私がこどもに付け伸ばしていって欲しいのは、「英語ができること」そのものだけではなく、
自分にとった今何が必要かを考え、目標を持ち、自分なりに動いていけること。
いわゆる【非認知能力】や、【自分で選び取っていく力】の方を大切にしたいのです。
なので、今英検への興味関心が本人にないのであれば、今受ける必要はない。
私はそう考えている感じです。
英検はこどもの英語力だけでは測れない
「我が子の英語力がどれくらいなのか測る為」という理由から英検受検をされるご家庭も少なくないですよね^^
確かに、実際普段の会話や日常の中では見えにくかった力が、試験という形を通して見えてくることもありますから、納得と共感の理由です。
ただ、私個人は『こどもの英語力を英検で図ろうとしていない』というのが正直なところです。
というのも、英検で見えるものは、英語力だけではないからです。
・時間内に集中を持続できるか。
・指示を聞いて進められるか。
・結果を受け止める心の準備ができてるか。
などなどの要素もかなり大きく影響してくるから。
英検って、純粋な英語力だけを切り取って測るものではなく、試験という場に向き合う力も一緒に見えてくるものなんですよね。
だからこそ、『英検で受かった=英語力がある』『まだ取れていない=力が足りない』と、あまり単純には見たくないのです。
小学生の英検で見たい『評価』との付き合い方
たとえば我が家の場合、英語はこれまでずっと、『評価とは少し距離のあるところで触れてきた』ものでした。
教材で『お勉強』として積み上げるというより、遊びや興味関心の延長にあったもの。
オンライン英会話も、学習というより『英語で楽しくつながる時間』のような感覚で過ごしてきた部分があります。

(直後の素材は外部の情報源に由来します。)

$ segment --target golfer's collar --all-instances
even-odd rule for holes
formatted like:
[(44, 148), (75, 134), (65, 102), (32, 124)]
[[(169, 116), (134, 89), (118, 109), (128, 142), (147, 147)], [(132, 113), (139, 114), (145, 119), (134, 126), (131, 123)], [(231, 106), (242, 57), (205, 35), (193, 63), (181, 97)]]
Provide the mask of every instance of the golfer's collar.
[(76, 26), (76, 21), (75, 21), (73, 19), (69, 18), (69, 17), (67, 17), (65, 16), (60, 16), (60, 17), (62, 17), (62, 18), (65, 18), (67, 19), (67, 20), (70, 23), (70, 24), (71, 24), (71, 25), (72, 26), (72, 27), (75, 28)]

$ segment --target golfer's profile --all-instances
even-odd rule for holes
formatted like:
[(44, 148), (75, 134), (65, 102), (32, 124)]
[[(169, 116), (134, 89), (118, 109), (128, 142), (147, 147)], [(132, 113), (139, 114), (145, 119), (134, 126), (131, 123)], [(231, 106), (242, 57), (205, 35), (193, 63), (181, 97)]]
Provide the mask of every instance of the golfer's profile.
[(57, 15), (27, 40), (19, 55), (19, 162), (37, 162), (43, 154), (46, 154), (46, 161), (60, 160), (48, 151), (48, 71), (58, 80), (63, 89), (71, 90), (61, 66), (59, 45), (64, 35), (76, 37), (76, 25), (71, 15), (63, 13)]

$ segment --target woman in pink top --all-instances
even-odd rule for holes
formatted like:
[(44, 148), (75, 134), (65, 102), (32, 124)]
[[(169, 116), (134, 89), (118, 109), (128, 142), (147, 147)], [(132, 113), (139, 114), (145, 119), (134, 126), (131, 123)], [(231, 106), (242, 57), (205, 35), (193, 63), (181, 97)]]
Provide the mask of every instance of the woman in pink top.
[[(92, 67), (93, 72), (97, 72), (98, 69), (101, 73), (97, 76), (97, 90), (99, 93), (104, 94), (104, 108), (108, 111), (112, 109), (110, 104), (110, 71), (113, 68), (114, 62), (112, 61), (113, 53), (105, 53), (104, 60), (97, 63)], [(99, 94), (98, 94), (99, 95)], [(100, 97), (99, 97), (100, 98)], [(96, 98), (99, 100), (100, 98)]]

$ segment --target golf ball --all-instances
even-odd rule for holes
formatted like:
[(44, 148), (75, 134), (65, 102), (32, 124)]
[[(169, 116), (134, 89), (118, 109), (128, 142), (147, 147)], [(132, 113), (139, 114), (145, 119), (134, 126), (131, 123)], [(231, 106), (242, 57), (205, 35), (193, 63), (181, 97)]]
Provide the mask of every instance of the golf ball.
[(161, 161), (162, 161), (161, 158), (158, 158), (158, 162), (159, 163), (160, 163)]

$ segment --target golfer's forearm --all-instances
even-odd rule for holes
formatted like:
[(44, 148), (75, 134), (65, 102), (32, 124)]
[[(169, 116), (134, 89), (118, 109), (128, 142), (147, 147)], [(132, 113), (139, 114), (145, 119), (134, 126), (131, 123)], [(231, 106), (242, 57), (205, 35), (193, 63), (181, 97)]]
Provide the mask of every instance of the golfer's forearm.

本当に娘にとったら【自然と存在している言語】なんですよね。
そんな中、今、受検を視野にいれていない理由で大きくあるのは、【学校】という評価の場に身を置くようになり、今は、その場所での体験を通して『評価との付き合い方』を確立していっている時だからという部分。
特に小学校に入学するくらいの年からは、幼児期までの自己中心性から、周りに目をやりそこからの【自分】を確立していく発達段階に入る時期。
・できること/できないこと を意識するようになる
・評価されることと自分の価値を結びつけやすくなる
そんな時期に入っていくんですよね。

そんな時期だからこそ、【どう評価というものと向き合い】そして【自分という人間を捉え】ていくのかを知っていく事が大切な時。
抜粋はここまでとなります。